When I get a manuscript to format, it’s generally been created with a word processor. Whether I’m going to format it for Smashwords (a Word file) or for everything else (html files), the very first thing I have to do is–

  • Remove extra spaces
  • Remove extra paragraph returns
  • Remove page and section breaks
  • Remove headers, footers and page numbers
  • Tag page breaks
  • Tag scene or section breaks
  • Tag special formatting

I don’t actually have to remove tabs because those are going to disappear when I transfer the text to a text editor, but it’s easy (one Find/Replace operation) and it gives me a clearer picture of the dangerous stuff.

Now, seriously, I’m a writer. I fully understand the NEED to make the manuscript look RIGHT. But writers, you have to understand that every effort you make to that end is going to have to be undone. Because of the nature of word processors, some of the fancy touches you include can actually corrupt the ebook.

The less you do–Honestly! Truly! I’m not lying about this!–the better the ebook will be.

So what’s a poor writer to do? Not much, actually. Use whatever font and font size you like. That’s not what will end up in the ebook, but use whatever is comfortable for you while composing. Line space however you like. It makes no difference in the end. Get out of the habit of using tabs. If you can’t stand not having indented paragraphs, set up a simple style sheet that indents the paragraphs with every hard paragraph return.

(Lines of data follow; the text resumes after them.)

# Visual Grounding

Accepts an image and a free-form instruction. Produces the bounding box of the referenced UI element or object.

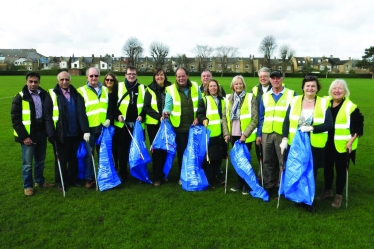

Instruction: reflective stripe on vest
[204,95,225,137]
[262,88,294,134]
[145,88,159,124]
[114,82,145,129]
[226,93,257,143]
[288,96,328,148]
[252,86,258,97]
[78,85,109,127]
[165,82,199,127]
[13,92,31,137]
[334,98,358,153]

Get out of the habit of two spaces between sentences. Get out of the habit of adding extra hard paragraph returns to space the text. Get out of the habit of making pages. There are no pages in ebooks.

How does one indicate a page break?

I use a code. -PB- It’s unique, the dashes keep it from melding with text, and thus it is easy to find. What my clean file looks like before I take it to the text editor is this:

Final line in chapter one.
Chapter Two
First line in chapter two and so it goes.

Use whatever makes sense to you. If you want to make extra sure you or your formatter don’t miss it, spell it out. -PAGE BREAK- That’s it. That’s all you have to do. When you do the actual formatting, that’s when you center, bold, add graphics, extra spacing, etc.

Scene breaks are another place you should get in the habit of tagging–especially if your habit is to use extra paragraph returns to make a blank line. Those can be easy to miss. My little code is -SB-. The text looks like

Last line of scene or section.
First line of new scene or section.

It doesn’t matter much what you use as long as you use something. Asterisks, a pound sign, plus signs, or spell it out -SCENE BREAK-. Use something so the scene break doesn’t get lost.

As for special formatting–italics, bolding and underlining–at some point, whether you do the job yourself or hire it out, you are going to have to tag the special formatting. I’ve gotten into the habit with my own writing to tag as I write rather than highlighting the text and italicizing (or whatever). It’s easier in the long run and I’m used to how it looks. Most writers are not going to want to do that. No biggie. If you are going to tag your special formatting, a few things I have learned–

  • If you’re going to format in html, you know to tag the special formatting with open/close codes.< i > and < /i >
  • If you are going to format your ebook in Word and are tagging for the purpose of stripping extra coding out of the document, do NOT use html tags. Using < i > TEXT or Wild Card < /i > in the Find box of a word processor can have… interesting results. Not the fun kind of interesting either.
  • For Word files I use -I- and -ENDI- to open and close italics. Easy to find and doesn’t give Find/Replace fits.
  • Make sure your special formatting is paragraph specific. In other words, don’t just highlight big blocks of text and toggle on italics. Highlight the necessary text within each paragraph, italicize it, then do the same in the next paragraph. Fewer chances for conversion programs to argue about what you really mean.

That’s pretty much it. To get the best results in your ebook, no matter who does the formatting, copy the following, print it out, and tape it to your computer monitor as a reminder:

This is a FILE not a document. Less is more. Less is good. The less you do now, the less you have to do later.